Estaba desconcertada pero su beso que iba aumentando de nivel conforme pasaba el tiempo me hacía olvidar… y comenzaba a ponerme nerviosa a mí también, nerviosa de lo que Bonnie era capaz de hacerme, nerviosa de cómo se estuviera sintiendo ella y nerviosa de lo que yo quería hacerle.

-B… Bonnie- entonces fue ella la que me arrincono hasta el sofá.

-Marcy… yo quisiera… tú sabes- me miró apasionadamente y después me recostó contra el sofá… se mordía los labios, se veía dulce esperando mi aprobación, estaba sonrojada y con los ojos muy abiertos pero mirándome apasionadamente.

-Bonnibel tú puedes hacerme lo que quieras- en sus labios se formó una sonrisa de satisfacción pura.

Entonces la besé, sus labios contra mis labios cálido de nuevo, sentía que me quemaba completamente, de nuevo su sabor, de nuevo me iba a volver loca.

De repente sentí su lengua entrar dentro de mi boca, explorando, mi cuerpo comenzó a vibrar debajo de ella, mientras me entregaba a su lengua, mi lengua comenzó a frotarse con la suya y así se sentía tremendo sabor, sus manos comenzaron a desnudarme… ni siquiera me di cuenta cuando pero ya no llevaba zapatos ni el sombrero que ella me había puesto.

También comencé a desvestirla, ella llevaba un vestido rosa y un chal, también rosa pero menos intenso, ese fue el primero que cayó, junto con mi blusa de cuadros azul, su piel era suave y tersa y se erizaba al contacto con mis dedos, yo estaba debajo de ella y a puesto a que mi cara era roja totalmente pues… me sentía arder… de la forma en la que ella quería tomarme… no sabía cómo lo haría… y mi cuerpo me reclamaba , la reclamaba a gritos.

-Bonnie… sí…- le dije cuando despegó su boca de la mía para así recorrer mi cuello, mordiendo, chupando y besando, sus manos se posicionaron en mi pecho.
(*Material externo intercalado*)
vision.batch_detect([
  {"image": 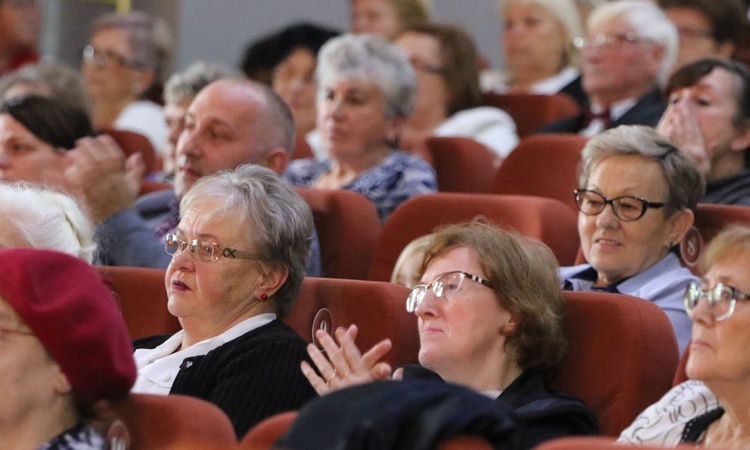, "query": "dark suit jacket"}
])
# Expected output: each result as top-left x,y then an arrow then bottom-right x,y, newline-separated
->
539,88 -> 667,133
Yo no llevaba sostén, sentí su sonrisa en mi cuello, de pronto sentí desaparecer una de sus manos y al cabo de un segundo tenerla entre mis piernas sobando, se sentía tan bien… me iba volver loca, loca por Bonnie.
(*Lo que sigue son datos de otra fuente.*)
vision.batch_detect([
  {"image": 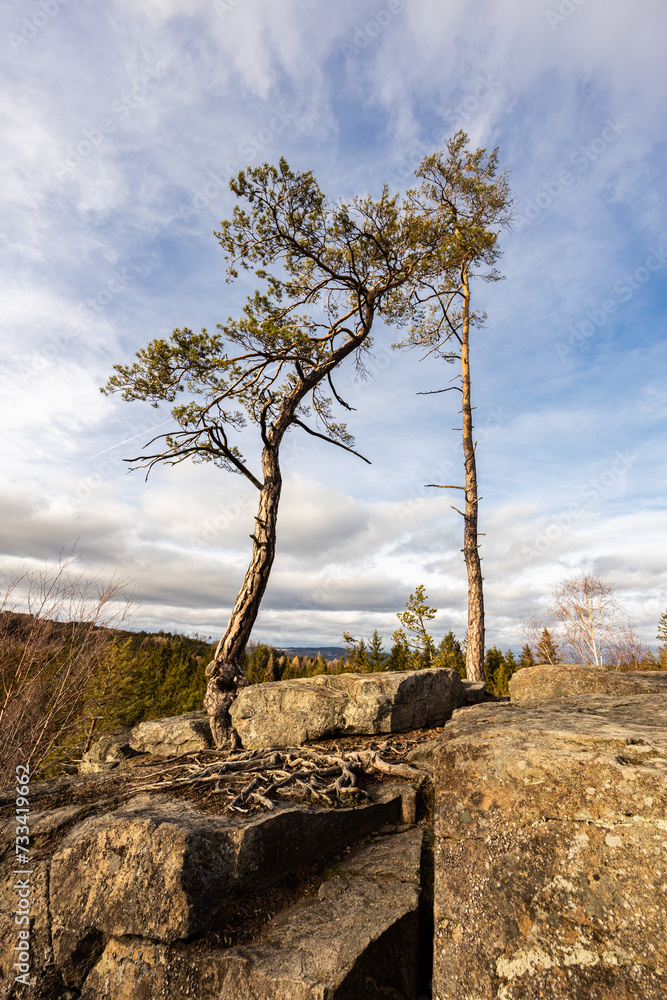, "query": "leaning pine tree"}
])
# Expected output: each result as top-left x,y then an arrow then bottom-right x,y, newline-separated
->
397,131 -> 512,681
103,160 -> 429,747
Comencé a gemir… por lo cual ella también se volvió loca y se unió a mí cuando la tomé de las caderas y la senté encima de mí.

Comenzamos a movernos en un Vaivén de caderas, me sentía muy húmeda y quise comprobar si ella se encontraba igual que yo, así que le quité el vestido y después yo me quité mis jeans y calzones, dejándola a ella en ropa interior y a mí completamente desnuda, efectivamente estábamos igual.

Hubo un momento en la que ninguna hizo ningún movimiento solo mirábamos los ojos de la otra respectivamente.

-Marceline… quiero hacértelo, cómo tú lo hiciste conmigo.

Tomé sus manos y me recosté de nuevo.

-Entonces ven Bonnie.- le dije completamente encendida.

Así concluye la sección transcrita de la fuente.